第172章:完全に抑えきれない

「もう遅いから、帰るわ」馬場絵里菜は白川昼を見上げて微笑み、付け加えた。「マカオの件は手配してね。ゴールデンウィーク前夜に出発しましょう」

白川昼は頷いて言った。「山本に送らせましょうか」

「いいえ、結構です」馬場絵里菜はきっぱりと断り、カバンを手に取りながら、靴を履き替えながら言った。「食べ過ぎたから、少し歩きたいの」

白川昼が何か言う前に、馬場絵里菜はドアを開け、手を振った。「送らないで。じゃあね!」

ドアが閉まると、白川昼はようやく眉をひそめ、門主の様子が少しおかしいと感じていた。

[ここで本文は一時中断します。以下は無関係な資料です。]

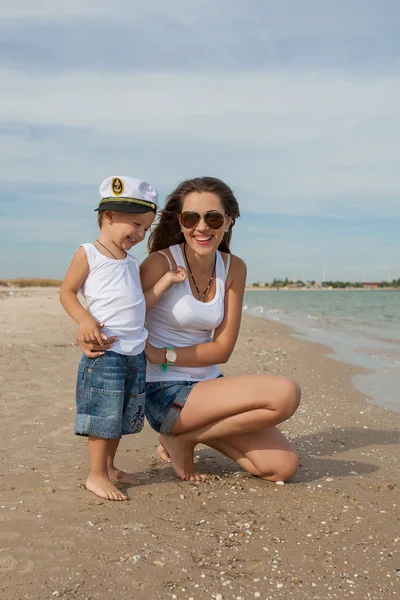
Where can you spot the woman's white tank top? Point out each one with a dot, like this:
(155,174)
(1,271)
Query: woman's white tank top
(178,319)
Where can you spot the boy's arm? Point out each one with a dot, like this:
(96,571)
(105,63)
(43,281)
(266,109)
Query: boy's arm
(154,293)
(157,279)
(76,275)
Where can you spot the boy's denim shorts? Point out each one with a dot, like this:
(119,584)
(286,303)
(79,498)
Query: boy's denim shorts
(164,402)
(110,395)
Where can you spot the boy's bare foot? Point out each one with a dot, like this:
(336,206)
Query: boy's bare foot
(163,454)
(181,455)
(122,477)
(102,487)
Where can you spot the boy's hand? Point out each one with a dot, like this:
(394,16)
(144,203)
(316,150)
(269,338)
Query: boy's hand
(178,275)
(89,330)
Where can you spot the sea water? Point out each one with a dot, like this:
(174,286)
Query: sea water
(362,327)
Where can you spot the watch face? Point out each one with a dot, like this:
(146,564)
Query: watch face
(171,356)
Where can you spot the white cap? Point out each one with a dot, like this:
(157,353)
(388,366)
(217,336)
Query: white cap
(127,194)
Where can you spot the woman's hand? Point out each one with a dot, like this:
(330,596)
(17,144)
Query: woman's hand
(91,349)
(178,275)
(155,356)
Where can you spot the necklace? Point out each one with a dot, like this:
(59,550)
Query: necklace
(105,248)
(193,279)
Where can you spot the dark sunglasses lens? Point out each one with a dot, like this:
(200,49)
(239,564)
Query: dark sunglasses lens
(214,219)
(189,219)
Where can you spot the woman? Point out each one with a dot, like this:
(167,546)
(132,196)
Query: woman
(194,327)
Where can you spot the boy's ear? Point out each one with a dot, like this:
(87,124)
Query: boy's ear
(108,216)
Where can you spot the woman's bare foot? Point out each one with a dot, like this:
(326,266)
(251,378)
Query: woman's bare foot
(122,477)
(181,455)
(102,487)
(163,454)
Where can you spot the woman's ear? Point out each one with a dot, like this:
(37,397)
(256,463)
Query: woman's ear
(179,221)
(228,223)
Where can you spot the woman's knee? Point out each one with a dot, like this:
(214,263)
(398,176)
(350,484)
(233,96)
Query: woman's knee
(286,398)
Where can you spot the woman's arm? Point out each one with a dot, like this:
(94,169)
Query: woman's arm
(220,349)
(76,275)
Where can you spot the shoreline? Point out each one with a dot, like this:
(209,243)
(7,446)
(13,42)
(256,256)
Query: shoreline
(252,288)
(328,534)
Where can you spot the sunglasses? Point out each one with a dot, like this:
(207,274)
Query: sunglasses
(213,218)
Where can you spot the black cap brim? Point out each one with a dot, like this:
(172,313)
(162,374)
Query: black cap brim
(126,207)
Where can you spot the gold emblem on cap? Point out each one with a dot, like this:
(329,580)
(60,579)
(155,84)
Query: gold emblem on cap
(117,186)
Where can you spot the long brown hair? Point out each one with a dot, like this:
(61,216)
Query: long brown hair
(168,231)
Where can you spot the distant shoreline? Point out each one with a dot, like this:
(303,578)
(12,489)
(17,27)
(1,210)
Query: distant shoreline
(252,288)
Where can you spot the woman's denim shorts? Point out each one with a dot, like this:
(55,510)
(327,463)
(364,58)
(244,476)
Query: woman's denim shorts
(164,402)
(110,395)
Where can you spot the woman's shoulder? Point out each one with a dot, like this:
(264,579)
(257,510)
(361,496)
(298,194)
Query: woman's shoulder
(159,258)
(236,262)
(237,273)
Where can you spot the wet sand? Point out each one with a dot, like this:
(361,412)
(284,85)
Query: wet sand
(333,532)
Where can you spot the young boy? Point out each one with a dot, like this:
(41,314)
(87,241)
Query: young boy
(110,393)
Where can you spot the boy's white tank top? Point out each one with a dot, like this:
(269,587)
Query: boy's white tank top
(114,297)
(178,319)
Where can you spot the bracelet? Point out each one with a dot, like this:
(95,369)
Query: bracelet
(170,358)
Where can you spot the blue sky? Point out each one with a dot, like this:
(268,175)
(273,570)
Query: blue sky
(294,104)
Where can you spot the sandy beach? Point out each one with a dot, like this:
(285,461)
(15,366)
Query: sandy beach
(332,532)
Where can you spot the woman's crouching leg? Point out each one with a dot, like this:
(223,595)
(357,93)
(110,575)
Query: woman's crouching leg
(266,454)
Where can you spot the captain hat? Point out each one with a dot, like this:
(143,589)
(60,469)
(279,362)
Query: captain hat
(127,194)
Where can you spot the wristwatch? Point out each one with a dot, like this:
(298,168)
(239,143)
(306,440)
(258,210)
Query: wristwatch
(170,358)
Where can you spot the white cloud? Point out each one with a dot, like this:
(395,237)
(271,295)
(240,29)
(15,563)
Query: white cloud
(310,143)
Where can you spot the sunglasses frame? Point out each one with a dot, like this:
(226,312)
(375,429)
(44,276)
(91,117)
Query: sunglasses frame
(204,216)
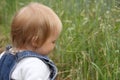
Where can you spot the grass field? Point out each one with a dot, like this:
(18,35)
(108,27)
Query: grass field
(89,46)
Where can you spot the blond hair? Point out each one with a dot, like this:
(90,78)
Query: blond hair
(34,20)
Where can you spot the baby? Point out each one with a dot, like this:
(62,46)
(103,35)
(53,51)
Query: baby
(34,31)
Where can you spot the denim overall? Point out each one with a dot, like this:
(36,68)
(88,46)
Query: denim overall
(9,61)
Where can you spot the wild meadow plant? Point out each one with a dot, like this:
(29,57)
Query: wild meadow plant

「門主様、何か様子がおかしいようですが」山本陽介も気づいて、白川昼の後ろで呟いた。

白川昼は唇を噛んだ。実は門主がスターライトバーのオーナーの息子のことを調べるように命じた時から、少し違和感を感じていた。しかし、門主の命令には逆らえないし、詳細を尋ねることもできない。

そして先ほどの門主の表情は、表面上は平静を装っているように見えたが、むしろそれが事態の深刻さを物語っていた。

しかし、白川昼は古谷始のようにはいかない。彼は部下であり、門主を尾行するわけにはいかない。

だから今は首を振るしかなく、明らかに門主には他人に知られたくないことがあるようだった。

「ご主人様...」山本陽介は突然、期待に満ちた目で白川昼を見つめた。

白川昼は狐のような目を細めた。「ん?」

「私もマカオに行きたいです」山本陽介は愛らしい表情を浮かべ、瞬きをした。

「振る舞い次第だな」白川昼は眉を上げ、その場を離れた。

白川昼のマンションを出た馬場絵里菜は、歩いて帰らずにすぐに路上でタクシーを拾った。

「師匠、世田谷区のスターライトバーまで」

この怒りを、馬場絵里菜は一週間ずっと抑えていた。しかし、兄の傷と、兄の感情を弄んだあの女のことを思い出すたびに、手が震えるのを抑えられなかった。

自分でも何がどうなっているのか分からなかった。まるで体内で暴力因子が落ち着かなく騒いでいるかのように、誰かを殴りたい、支配したい、でも全くコントロールできない。

この怒りを飲み込めないなら、吐き出すしかない。

白川昼が先ほど言ったように、この田中勇は金曜日と土曜日は基本的にバーにいる。だから馬場絵里菜の頭の中には、ただ一つの考えしかなかった。バーに行って、田中勇を見つけ出すこと!